Шрифт:
Закладка:
Так я и живу: на своем Острове, но – в эмиграции… – закончил Голубой Тюльпан.
– Эмигрант – он выходец на чужбину. И больше по политическим причинам, – сказал Желтый Петух и пошел на Голубого Тюльпана ревя, подобно слону, полирующему бивни. И, словно разъяренный лев, ждал его Голубой Тюльпан.
<…> Желтый Петух налетел, раскаленный жаждой битвы, и принялся рубить с огромной силой справа и слева, словно бы стремясь начисто скосить противника.
– Эмиграция, наконец, это диапедез, просачивание! – кричал он. – То есть прохождение клеточных элементов крови через неповрежденные стенки кровеносных сосудов! – вопил он. – И наблюдается у человека и животных при воспалительной реакции тканей, окружающих сосуды!
– Нельзя не быть эмигрантом! – сказал Голубой Тюльпан, ловко увертываясь и отражая его удары. – Кто верно мыслит, тот эмигрирует! <…> Эмиграция стала твоим способом познания окружающей реальности! – и он занес меч для решительного удара. – Способом познания себя и своего вида!
<…> Они сидели друг против друга и рыдали навзрыд.
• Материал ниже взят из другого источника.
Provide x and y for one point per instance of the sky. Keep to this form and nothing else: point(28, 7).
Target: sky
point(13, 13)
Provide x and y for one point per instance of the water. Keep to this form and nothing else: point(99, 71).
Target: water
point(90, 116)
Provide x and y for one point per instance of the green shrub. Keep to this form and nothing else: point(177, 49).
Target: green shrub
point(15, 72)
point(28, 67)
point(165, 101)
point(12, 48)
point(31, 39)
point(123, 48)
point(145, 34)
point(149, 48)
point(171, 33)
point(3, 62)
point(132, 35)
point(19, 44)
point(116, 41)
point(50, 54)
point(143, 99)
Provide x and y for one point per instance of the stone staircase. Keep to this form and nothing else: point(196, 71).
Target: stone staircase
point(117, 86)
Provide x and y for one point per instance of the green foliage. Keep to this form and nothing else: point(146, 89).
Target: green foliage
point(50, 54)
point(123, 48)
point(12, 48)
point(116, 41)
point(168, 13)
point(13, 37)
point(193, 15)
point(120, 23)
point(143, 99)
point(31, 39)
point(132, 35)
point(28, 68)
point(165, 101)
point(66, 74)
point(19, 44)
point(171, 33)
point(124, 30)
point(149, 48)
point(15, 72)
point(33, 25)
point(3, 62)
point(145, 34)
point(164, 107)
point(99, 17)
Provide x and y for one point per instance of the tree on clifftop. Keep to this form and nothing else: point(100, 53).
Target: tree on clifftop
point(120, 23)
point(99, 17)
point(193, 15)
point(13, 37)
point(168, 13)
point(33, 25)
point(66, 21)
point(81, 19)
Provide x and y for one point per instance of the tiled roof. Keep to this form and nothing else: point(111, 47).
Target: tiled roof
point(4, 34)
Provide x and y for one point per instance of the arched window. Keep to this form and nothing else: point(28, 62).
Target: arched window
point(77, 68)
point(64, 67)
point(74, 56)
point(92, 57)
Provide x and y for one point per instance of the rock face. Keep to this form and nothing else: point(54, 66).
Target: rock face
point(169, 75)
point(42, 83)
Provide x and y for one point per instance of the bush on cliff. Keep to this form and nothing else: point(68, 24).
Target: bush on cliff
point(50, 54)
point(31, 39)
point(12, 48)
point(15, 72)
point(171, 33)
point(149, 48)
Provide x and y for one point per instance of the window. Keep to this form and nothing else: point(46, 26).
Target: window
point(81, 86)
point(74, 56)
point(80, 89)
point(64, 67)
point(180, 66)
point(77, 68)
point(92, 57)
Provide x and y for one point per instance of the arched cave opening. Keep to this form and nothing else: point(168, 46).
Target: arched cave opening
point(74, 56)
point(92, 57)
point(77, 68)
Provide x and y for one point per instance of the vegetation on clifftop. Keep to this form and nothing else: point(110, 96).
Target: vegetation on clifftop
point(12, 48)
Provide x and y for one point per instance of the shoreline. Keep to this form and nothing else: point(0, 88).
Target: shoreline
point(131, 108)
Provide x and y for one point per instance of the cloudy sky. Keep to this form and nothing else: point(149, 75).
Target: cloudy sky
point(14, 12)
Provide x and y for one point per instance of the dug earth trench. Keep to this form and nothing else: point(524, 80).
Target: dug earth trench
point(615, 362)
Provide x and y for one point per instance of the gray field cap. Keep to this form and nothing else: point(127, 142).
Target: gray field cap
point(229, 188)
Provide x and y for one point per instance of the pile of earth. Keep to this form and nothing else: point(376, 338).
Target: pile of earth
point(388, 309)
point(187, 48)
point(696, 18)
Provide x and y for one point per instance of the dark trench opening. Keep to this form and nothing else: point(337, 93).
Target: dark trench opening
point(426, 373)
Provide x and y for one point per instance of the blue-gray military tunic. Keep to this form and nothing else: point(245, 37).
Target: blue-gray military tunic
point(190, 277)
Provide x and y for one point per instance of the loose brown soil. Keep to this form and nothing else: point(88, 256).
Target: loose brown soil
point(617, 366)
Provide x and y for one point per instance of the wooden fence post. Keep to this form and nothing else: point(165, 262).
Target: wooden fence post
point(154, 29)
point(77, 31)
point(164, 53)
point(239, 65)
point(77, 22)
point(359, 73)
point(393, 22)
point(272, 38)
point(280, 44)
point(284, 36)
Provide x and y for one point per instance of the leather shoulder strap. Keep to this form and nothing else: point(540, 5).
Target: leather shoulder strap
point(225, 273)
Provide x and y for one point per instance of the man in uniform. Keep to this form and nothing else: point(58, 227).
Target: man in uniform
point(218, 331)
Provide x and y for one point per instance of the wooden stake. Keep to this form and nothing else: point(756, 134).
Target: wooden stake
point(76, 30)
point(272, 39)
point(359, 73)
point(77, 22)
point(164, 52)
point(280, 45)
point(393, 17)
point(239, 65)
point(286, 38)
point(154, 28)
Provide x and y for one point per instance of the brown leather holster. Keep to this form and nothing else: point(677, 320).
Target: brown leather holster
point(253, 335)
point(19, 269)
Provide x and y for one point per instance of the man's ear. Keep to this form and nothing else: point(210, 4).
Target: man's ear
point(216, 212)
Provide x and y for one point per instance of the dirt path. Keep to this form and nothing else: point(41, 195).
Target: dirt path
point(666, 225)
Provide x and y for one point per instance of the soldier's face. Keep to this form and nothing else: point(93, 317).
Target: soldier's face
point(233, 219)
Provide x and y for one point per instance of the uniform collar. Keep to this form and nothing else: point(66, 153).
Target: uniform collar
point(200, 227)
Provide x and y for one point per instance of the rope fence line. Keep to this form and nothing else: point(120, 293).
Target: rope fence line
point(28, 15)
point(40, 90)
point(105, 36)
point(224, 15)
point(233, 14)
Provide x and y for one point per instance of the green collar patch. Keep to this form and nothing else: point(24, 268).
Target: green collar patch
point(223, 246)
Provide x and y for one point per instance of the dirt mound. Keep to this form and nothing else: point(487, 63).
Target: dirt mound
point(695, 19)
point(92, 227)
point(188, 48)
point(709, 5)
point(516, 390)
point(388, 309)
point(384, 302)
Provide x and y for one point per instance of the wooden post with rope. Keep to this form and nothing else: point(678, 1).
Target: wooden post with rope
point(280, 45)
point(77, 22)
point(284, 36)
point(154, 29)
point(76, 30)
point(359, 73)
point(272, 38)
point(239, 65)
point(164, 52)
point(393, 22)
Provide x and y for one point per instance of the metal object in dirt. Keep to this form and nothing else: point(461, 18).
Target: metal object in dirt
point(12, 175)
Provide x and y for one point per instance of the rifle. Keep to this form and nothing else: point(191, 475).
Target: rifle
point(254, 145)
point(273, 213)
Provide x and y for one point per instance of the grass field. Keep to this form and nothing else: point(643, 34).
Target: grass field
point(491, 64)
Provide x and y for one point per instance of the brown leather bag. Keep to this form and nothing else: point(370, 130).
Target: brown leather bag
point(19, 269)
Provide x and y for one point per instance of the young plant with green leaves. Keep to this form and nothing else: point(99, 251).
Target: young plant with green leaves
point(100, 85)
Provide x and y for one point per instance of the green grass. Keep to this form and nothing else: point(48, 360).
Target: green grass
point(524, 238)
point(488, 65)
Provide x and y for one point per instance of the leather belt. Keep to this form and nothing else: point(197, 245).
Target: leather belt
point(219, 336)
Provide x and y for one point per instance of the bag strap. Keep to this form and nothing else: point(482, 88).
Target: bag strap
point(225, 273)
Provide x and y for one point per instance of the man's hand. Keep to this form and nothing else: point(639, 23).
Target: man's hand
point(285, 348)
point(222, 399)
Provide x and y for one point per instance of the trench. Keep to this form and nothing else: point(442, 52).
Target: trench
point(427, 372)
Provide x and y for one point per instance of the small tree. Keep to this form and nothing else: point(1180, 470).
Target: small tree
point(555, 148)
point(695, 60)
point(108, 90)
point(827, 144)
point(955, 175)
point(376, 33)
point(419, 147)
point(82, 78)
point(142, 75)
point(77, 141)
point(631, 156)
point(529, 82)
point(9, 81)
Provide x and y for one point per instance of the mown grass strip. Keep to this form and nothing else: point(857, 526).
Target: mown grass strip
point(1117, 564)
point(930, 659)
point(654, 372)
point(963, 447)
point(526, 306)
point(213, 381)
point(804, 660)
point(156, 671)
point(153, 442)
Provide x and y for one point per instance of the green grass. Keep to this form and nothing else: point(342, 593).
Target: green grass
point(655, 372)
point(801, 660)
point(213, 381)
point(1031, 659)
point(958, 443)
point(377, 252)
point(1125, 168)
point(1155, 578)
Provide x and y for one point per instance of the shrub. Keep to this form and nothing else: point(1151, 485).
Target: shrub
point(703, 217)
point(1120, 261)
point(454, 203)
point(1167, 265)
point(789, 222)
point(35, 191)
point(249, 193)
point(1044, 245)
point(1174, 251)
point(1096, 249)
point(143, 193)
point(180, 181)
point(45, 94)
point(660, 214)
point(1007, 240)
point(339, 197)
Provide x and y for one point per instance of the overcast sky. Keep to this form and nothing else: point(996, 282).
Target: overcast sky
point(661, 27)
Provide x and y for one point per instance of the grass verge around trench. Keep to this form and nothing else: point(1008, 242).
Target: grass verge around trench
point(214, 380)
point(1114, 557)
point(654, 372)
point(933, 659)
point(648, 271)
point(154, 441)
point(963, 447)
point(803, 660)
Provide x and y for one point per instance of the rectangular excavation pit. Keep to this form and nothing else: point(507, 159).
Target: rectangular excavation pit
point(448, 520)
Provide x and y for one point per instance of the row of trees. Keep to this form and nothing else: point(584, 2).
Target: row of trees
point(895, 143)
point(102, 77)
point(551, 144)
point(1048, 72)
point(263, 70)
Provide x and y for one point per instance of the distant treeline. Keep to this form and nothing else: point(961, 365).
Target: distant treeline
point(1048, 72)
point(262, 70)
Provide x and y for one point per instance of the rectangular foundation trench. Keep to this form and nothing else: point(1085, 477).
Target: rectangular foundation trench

Уходя, Желтый Петух сказал, вытирая слезы:
– Но поэтом быть попробуй в затонувшей субмарине, где ладонь свою удушье на уста твои кладет! [Цигельман 2000]
Наложение сказочного и научного дискурсов не превращается в игру, лишающую их обоих серьезности и смысла, а напротив, делает их самоочевидными, непроблемными; это те языки или когнитивные практики, при помощи которых строится сообщение. Само же сообщение имеет форму полемической философской эссеистики (в данном случае – риторического поединка) и может касаться различных волнующих автора тем, в данном случае эмиграции, ее определения и спора между различными ее поколениями или формами. Ключевое высказывание в этом отрывке – о том, что эмиграция стала способом познания окружающей реальности, познания себя и своего вида, – служит афоризмом, оторванным от любой конкретной пластической или культурной образности, как романтической (в связи с упоминаемым автором Гёльдерлином), так и любой другой (как, например, судьба поэта-эмигранта Арсения Несмелова, чьими строками из стихотворения «В затонувшей субмарине» побежденный Петух завершает свою речь). Чему же в таком случае, помимо абсурдистского эффекта, служат встроенные друг в друга сказочная парабола (основа всей сцены), патетический мифологизм (в речи Тюльпана) и наукообразные аналогии? Благодаря приданной им автором эвидентности они составляют реалистическую основу для интеллектуальной спекуляции. Сказки, мифы, литературные источники и научные факты – это коды, хорошо знакомые и самоочевидные элементы аугментивной реальности, на фоне которой автор может писать свой проблемный и инновационный, а значит, всегда еще неизвестный и непредсказуемый, текст. В этом их эпистемологическое и психологическое предназначение: служить имматериальной реальностью, без которой не может быть создано никакое высказывание. Они – не только фон, но и обоснование (алогическое) и оправдание (имморальное) мышления и речи; они – сама система языка, означивания и культуры.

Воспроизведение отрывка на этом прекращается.